Often, following cancer therapy, the endocrine system becomes deranged, manifesting with signs and symptoms that may mimic the recurrence of cancer itself. These symptoms are not limited to weight loss, hair loss, decreased appetite, decreased sexual function, breast enlargement, or tremors. The care of individuals who survived cancer, including children, adolescents and young adults is complex, and many patients should be cared for by endocrinologists and other physicians are familiar with important aspects of this care. The various therapies used to treat cancer can throw off the endocrine/hormonal system. Thus, it is critical to know the early and late endocrine symptoms that may develop and possible effects following cancer treatment in cancer survivors.

One of the most frequently affected endocrine organs in cancer survivors are the hypothalamus and pituitary glands. The hypothalamus produces and releases hormones and links the nervous and endocrine systems through the pituitary gland. One of the hormones that is produced in this region is growth hormone (GH). If survivors have too little of growth hormone (GH), then this can lead to health problems, including weight gain and growth failure in young survivors. Other hormones released by the pituitary gland can be affected as well, including fertility hormones such as LH and FSH, and cortisol producing hormone, called ACTH.

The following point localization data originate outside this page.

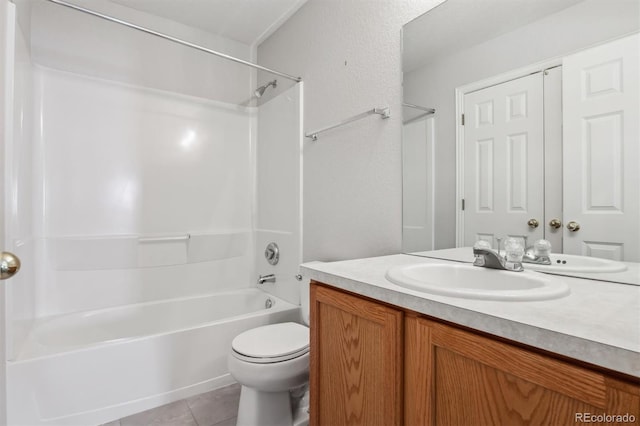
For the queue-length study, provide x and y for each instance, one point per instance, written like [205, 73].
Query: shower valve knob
[9, 265]
[272, 253]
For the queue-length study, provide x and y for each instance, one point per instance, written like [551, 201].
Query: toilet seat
[271, 343]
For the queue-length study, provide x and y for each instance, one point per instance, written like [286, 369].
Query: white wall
[569, 30]
[278, 191]
[348, 53]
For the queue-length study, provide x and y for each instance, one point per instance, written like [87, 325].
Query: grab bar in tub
[164, 238]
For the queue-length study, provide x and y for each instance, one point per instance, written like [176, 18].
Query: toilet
[272, 365]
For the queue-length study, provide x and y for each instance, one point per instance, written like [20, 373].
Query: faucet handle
[542, 248]
[514, 250]
[482, 245]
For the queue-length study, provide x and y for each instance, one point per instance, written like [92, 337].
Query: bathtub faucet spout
[271, 278]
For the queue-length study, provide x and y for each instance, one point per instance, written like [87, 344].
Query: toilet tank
[305, 300]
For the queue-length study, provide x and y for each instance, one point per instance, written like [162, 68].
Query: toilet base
[264, 408]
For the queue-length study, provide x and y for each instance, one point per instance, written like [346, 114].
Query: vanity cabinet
[356, 361]
[374, 364]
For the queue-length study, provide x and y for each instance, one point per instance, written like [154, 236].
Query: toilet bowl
[269, 362]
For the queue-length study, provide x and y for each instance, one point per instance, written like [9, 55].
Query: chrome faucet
[271, 278]
[486, 257]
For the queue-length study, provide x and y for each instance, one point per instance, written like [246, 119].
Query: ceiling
[247, 21]
[455, 24]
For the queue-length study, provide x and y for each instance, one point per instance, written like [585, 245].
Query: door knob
[9, 265]
[573, 226]
[555, 223]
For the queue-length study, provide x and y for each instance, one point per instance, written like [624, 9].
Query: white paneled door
[503, 161]
[7, 38]
[601, 154]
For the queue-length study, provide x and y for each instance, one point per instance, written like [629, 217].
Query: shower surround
[143, 177]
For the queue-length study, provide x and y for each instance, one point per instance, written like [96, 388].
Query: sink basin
[474, 282]
[579, 264]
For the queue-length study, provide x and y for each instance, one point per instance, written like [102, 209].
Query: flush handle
[555, 223]
[9, 265]
[573, 226]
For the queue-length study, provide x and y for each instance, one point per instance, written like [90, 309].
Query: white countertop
[598, 322]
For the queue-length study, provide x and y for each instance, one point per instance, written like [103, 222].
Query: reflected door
[503, 161]
[601, 154]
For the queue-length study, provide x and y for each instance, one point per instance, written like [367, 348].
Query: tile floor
[215, 408]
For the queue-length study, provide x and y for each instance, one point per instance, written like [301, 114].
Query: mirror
[521, 119]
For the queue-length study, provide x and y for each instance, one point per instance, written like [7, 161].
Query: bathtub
[93, 367]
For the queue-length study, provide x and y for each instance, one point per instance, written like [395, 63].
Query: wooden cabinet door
[455, 377]
[356, 361]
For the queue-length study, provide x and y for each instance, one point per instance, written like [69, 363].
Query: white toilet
[272, 365]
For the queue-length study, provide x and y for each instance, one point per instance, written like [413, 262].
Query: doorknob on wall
[573, 226]
[555, 223]
[9, 265]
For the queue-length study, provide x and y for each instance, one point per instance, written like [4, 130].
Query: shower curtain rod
[174, 39]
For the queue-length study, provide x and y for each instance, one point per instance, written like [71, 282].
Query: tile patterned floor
[215, 408]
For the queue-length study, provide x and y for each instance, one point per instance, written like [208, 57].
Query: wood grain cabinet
[356, 361]
[374, 364]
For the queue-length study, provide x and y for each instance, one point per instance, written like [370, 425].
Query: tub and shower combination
[140, 201]
[92, 367]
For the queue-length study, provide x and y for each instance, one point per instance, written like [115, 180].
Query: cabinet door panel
[472, 379]
[356, 365]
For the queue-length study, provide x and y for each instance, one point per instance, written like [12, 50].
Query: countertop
[598, 322]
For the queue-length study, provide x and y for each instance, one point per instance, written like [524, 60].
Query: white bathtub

The endocrine conditions facing cancer survivors are growth failure, growth hormone deficiency, delayed or precocious puberty in children, secondary amenorrhea or loss of libido in sexually mature adolescents or adults, TSH deficiency, and ACTH deficiency. ACTH is the hormone responsible for cortisol production.

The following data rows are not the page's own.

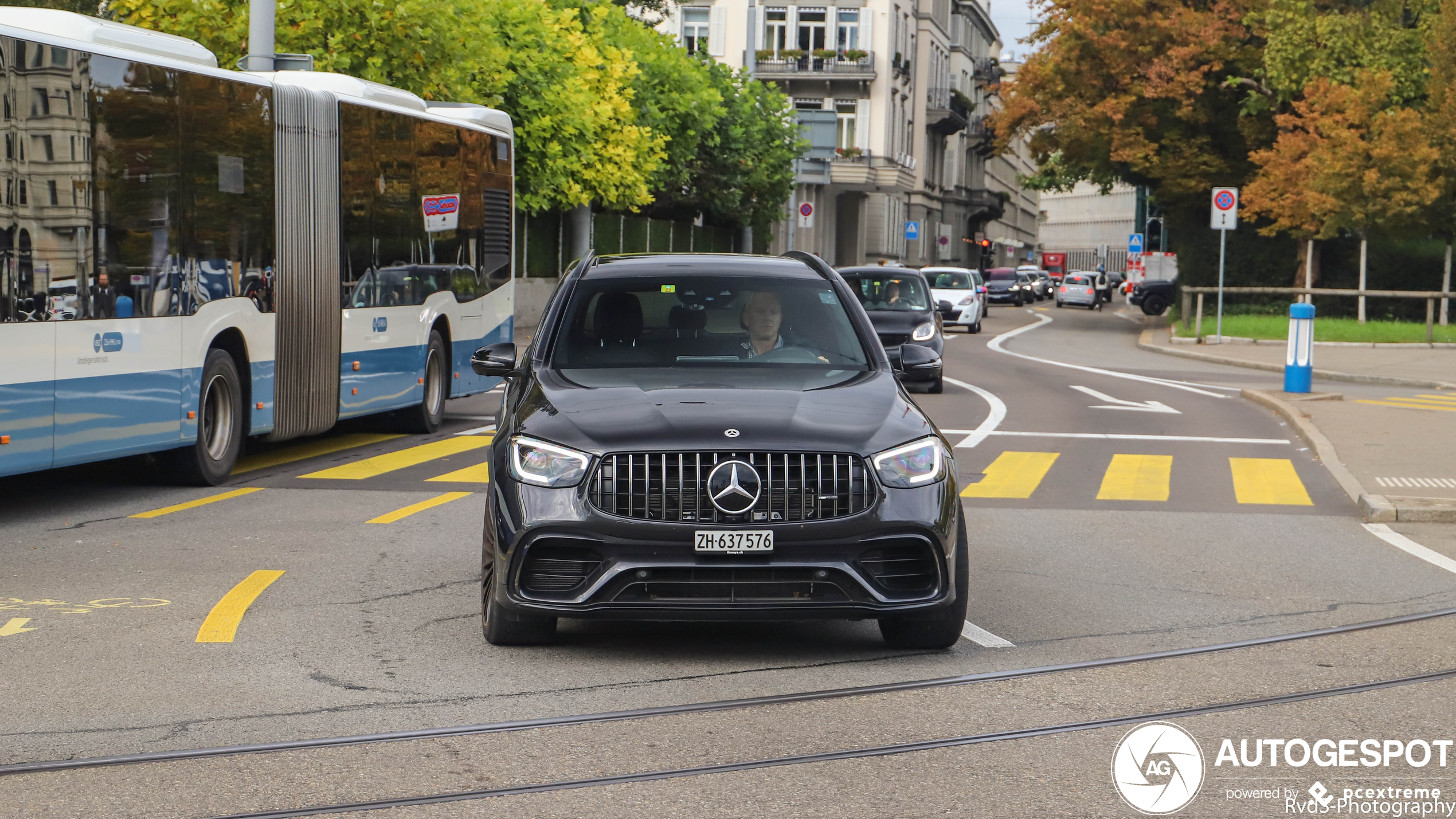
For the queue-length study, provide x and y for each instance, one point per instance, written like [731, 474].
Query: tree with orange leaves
[1347, 159]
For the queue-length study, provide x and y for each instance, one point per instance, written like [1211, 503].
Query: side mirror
[915, 358]
[497, 360]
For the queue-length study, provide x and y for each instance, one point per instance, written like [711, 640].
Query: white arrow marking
[14, 626]
[1120, 403]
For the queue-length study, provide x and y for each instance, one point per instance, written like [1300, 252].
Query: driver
[762, 316]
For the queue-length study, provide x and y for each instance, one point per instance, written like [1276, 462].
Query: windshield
[880, 291]
[730, 332]
[953, 281]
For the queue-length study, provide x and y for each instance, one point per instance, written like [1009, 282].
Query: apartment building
[893, 96]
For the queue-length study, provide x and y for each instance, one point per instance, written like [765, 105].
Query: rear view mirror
[497, 360]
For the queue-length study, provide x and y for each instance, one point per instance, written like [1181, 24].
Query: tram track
[718, 706]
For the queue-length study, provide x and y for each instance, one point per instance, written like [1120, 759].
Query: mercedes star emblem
[734, 488]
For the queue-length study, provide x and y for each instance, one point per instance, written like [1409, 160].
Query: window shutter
[862, 124]
[717, 22]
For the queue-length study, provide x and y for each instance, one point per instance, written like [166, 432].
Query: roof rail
[815, 262]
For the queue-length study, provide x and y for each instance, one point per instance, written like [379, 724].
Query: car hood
[866, 415]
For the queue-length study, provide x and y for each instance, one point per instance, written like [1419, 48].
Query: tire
[219, 425]
[942, 630]
[427, 415]
[1155, 304]
[510, 629]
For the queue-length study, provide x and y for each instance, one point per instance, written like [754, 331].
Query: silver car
[1078, 287]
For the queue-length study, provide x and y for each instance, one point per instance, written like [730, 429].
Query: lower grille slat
[673, 487]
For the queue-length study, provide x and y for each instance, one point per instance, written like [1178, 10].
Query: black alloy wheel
[219, 425]
[427, 415]
[944, 629]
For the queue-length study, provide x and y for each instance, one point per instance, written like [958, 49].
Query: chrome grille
[673, 487]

The causes of endocrine effects in survivors of cancer include surgery, chemotherapy, radiation, and effects of the cancer or tumor itself. These conditions are diagnosed based on specific clinical evidence, confirmatory blood tests and radiological evaluation. Most signs or symptoms are dependent on the affected endocrine gland:

Growth hormone deficiency from the pituitary gland:

  • Growth deceleration or lack of growth acceleration with puberty in growing children - a decrease in growth rate or lack of pubertal growth spurt in pre-pubertal children
  • Fatigue, abnormal fat deposition, body composition of fat and lean mass, elevated cholesterol in adults.

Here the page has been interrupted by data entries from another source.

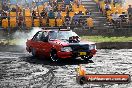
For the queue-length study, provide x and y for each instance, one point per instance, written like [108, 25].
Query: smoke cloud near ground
[22, 36]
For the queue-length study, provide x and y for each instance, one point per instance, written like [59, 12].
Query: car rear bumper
[64, 55]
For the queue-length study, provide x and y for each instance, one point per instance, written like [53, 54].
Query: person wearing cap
[51, 14]
[129, 10]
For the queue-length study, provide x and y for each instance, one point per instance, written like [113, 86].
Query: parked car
[60, 44]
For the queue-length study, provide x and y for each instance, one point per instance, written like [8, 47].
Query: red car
[60, 44]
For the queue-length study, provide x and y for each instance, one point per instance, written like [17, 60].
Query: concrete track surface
[20, 70]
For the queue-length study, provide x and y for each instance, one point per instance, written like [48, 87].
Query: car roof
[55, 30]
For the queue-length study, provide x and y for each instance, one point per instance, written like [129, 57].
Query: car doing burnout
[60, 44]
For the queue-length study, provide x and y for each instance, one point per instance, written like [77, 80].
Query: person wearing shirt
[129, 10]
[51, 14]
[115, 17]
[48, 8]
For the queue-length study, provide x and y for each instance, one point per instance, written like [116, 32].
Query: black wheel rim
[33, 52]
[53, 56]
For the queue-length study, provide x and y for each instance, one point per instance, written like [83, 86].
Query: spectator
[51, 15]
[107, 7]
[108, 1]
[129, 10]
[34, 14]
[13, 9]
[5, 7]
[59, 14]
[79, 2]
[115, 2]
[76, 19]
[80, 13]
[20, 19]
[48, 8]
[87, 12]
[90, 23]
[67, 20]
[43, 14]
[66, 2]
[123, 17]
[4, 15]
[115, 17]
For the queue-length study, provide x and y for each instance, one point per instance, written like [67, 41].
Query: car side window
[37, 36]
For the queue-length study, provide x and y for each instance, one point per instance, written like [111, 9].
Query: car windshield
[63, 35]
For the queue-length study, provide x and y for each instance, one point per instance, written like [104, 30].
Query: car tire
[53, 56]
[86, 58]
[33, 51]
[81, 80]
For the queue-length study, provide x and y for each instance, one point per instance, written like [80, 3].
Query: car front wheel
[86, 58]
[33, 51]
[53, 56]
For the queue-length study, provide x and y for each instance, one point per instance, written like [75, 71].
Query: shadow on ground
[61, 62]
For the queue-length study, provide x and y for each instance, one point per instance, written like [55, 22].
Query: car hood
[66, 43]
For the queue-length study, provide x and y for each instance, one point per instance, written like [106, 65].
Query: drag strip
[21, 70]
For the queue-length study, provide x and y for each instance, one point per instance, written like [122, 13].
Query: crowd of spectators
[49, 13]
[114, 11]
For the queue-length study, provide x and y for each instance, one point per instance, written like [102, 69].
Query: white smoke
[22, 36]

FSH and LH deficiency from the pituitary gland:

  • Delayed or absent puberty as evidenced by lack of breast development in girls or testicular enlargement or penis enlargement in boys.
  • Secondary amenorrhea (no periods) or loss of libido in sexually mature adults.

Precocious Puberty:

  • Breast development in girls before age 8 years or testicular enlargement or penis enlargement in boys before ae 9 years.

TSH deficiency:

  • Fatigue, constipation, slow growth in growing children

ACTH deficiency:

  • Fatigue, abdominal pain, weight loss, low blood sugar or low blood pressure particularly in times of acute illness

Important Management and Treatment Recommendations for Cancer Survivors with suspected endocrine dysfunction:

Cancer survivors are encouraged to ask their health care providers about the early or late endocrine developments of their cancer and/or therapy used for treatment. Based on the diagnosis that is made and the psychological and physical health of the patient, treatments can include thyroid hormone replacement, cortisol replacement, growth hormone therapy, and suppression or induction of puberty.

  1. Highlight the likelihood of endocrine disorders in CCS and how long of a latency period there can be between completion of treatment and the diagnosis of the endocrine disorder and it is recommended that a skilled doctor is closely monitoring growth and puberty since each of those can impact final height outcomes of a child.
  2. Stimulation testing – medical test to determine the way a child’s endocrine system responds to different types of hormones.
  3. Childhood cancer survivors should make sure that their doctor has a summary of their cancer treatment history and a list of conditions they are at risk for based on their treatment history.

Questions to Ask your Doctor

  1. Should any endocrine testing being done should be performed in any different way than for the general non-cancer survivor?
  2. Is there any medicine that can impact my child’s condition post cancer?
  3. What are the risk and the benefits of each treatment option?